Doctoral Dissertations

Date of Award

12-1985

Degree Type

Dissertation

Degree Name

Doctor of Philosophy

Major

Microbiology

Major Professor

David A. Brian

Committee Members

W. Stuart Riggsby, Beth Mullin, Karl Sirotkin

Abstract

Two approaches were taken to examine the genome structure of the porcine transmissible gastroenteritis coronavirus (TGEV). The first approach was designed to compare the degree of nucleotide sequence homology between the genomes of TGEV and the bovine enteric coronavirus (BCV), a member of an antigenically distinct coronavirus subgroup. For this study, the RNA genomes of TGEV and BCV were separately metabolically labeled with 32P-orthophosphate, and analyzed by two-dimensional Tl oligonucleotide fingerprinting. From an analysis of comigrating oligonucleotides in a mixing experiment, it was determined that TGEV and BCV share a sequence homology of approximately 91%. This degree of homology supports the notion that the two viruses, while antigenically dissimilar, arose from a common ancestor.
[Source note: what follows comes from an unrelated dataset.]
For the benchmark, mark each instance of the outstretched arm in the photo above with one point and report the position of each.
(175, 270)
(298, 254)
It further raises the question of whether conserved sequences might be confined to restricted regions of the genome allowing identification of conserved functional domains. The second approach was designed to systematically examine the primary structure of the TGEV genome thereby allowing rigorous genetic analyses. For this approach, the 3' end of the 20 Kb TGEV genome was cloned and sequenced, and the properties of two genes were deduced and analyzed. TGEV genomic RNA was copied into cDNA after priming with oligo(dT) and the double stranded product was cloned into the Pst 1 site of the pUC9 vector. One clone of 2.0 Kb contained part of the poly(A) tail and was sequenced in its entirety using the chemical method of Maxam and Gilbert. Another clone of 0.7 Kb also contained part of the poly(A) tail and was sequenced in part to confirm the primary structure of the most 3' end of the genome. Two potential nonoverlapping genes were identified within the 3' terminal 1663 bases from an examination of open reading frames. The first gene encodes a 382 amino acid protein of 43,426 molecular weight, that is the apparent nucleocapsid protein on the basis of size, chemical properties, and amino acid homology with other coronavirus nucleocapsid proteins. It is flanked on its 5' side by at least part of the matrix protein gene. The second gene encodes a hypothetical 78 amino acid protein of 9101 molecular weight that is hydrophobic at both ends. A 3' non-coding sequence of 273 bases was also determined and a sequence of 9 nucleotides near the poly A tail was found to be conserved for TGEV, the mouse hepatitis coronavirus, and the avian infectious bronchitis coronavirus.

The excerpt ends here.